Pipeline Boasts High Diversity of Molecular Targets Despite Setbacks
Several targeted therapies have failed in late-stage development or have shown too little efficacy to be viable therapeutic alternatives. Growth Factor Receptors (GFR) are one of the most prevalent molecular targets in the GBM pipeline. Although EGFR gene amplification is the most common mutation seen in GBM patients, several drugs with EGFR as molecular targets have failed to demonstrate significant efficacy. Drugs that target EGFR but that failed to demonstrate significant benefit in improving median OS or PFS include Tarceva (erlotinib), Erbitux (cetuximab), and Iressa (gefitinib). Vascular Endothelial Growth Factor Receptor (VEGFR)-targeting drugs such as Recentin (cediranib) have also experienced some setbacks. Currently, Avastin (bevacizumab) is the only anti-VEGFR agent marketed for GBM. Despite these setbacks, the GBM pipeline consists of a sizeable share of drugs targeting GFRs - 35% - with some of them reaching late-stage development. EGFR inhibitors in the late-stage pipeline include ABT-414, gefitinib, AMG-595, and nimotuzumab. Similarly, 17% of the disclosed pipeline consists of kinases. While the majority of Phosphoinositide 3-Kinase (PI3K) inhibitors are unable to cross the Blood-Brain Barrier (BBB), 22% of the kinases in the GBM pipeline are PI3K inhibitors. PX-866, a PI3K inhibitor developed by Oncothyreon, was discontinued in Phase II development due to low efficacy. BKM-120 (buparlisib hydrochloride) is another PI3K inhibitor currently in Phase II trials for recurrent GBM. The current pipeline consists of a highly diverse set of molecular targets, which may potentially serve as effective treatments in the future.
Promising Future for Glioblastoma Multiforme Therapeutic Landscape
GBM is the most malignant of gliomas, which are an aggressive type of tumor with very poor prognosis, in spite of the improvements seen with the current standard of care temozolomide.
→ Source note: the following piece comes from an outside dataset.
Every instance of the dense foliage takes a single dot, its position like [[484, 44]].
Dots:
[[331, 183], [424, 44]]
There are very limited therapeutic alternatives currently available for newly diagnosed or recurrent GBM. Existing options include three chemotherapeutic agents - temozolomide, Gliadel Wafer (carmustine in polifeprosan) and BiCNU (carmustine); and Avastin, a monoclonal Antibody (mAb), which is the only approved targeted therapy. Extensive heterogeneity and the presence of the BBB are the two key challenges in the development of efficacious therapeutic options. Many of the existing chemotherapy drugs are hydrophilic and their molecular size is too large to penetrate the BBB and hence not suitable in the treatment of GBM.
There are some strong candidates in the current pipeline that promise to be effective agents in overcoming the BBB. Examples include BIOMAb (nimotuzumab) by Biocon, a mAb and an EGFR antagonist that binds preferentially to the cells overexpressing EGFR and holds promise in its capacity to cross the BBB; and Cotara, a targeted mAb developed by Peregrine Pharmaceuticals that uses Convection-Enhanced Delivery (CED) to overcome the BBB and is in Phase II trials for newly diagnosed GBM; and BKM-120 (buparlisib hydrochloride) developed by Novartis, a PI3K inhibitor in Phase II trials for recurrent GBM with proven ability to penetrate the BBB. Although a cure is not expected in the near future, the late-stage pipeline presents some strong candidates that have the potential to expand the therapeutic alternatives available for GBM.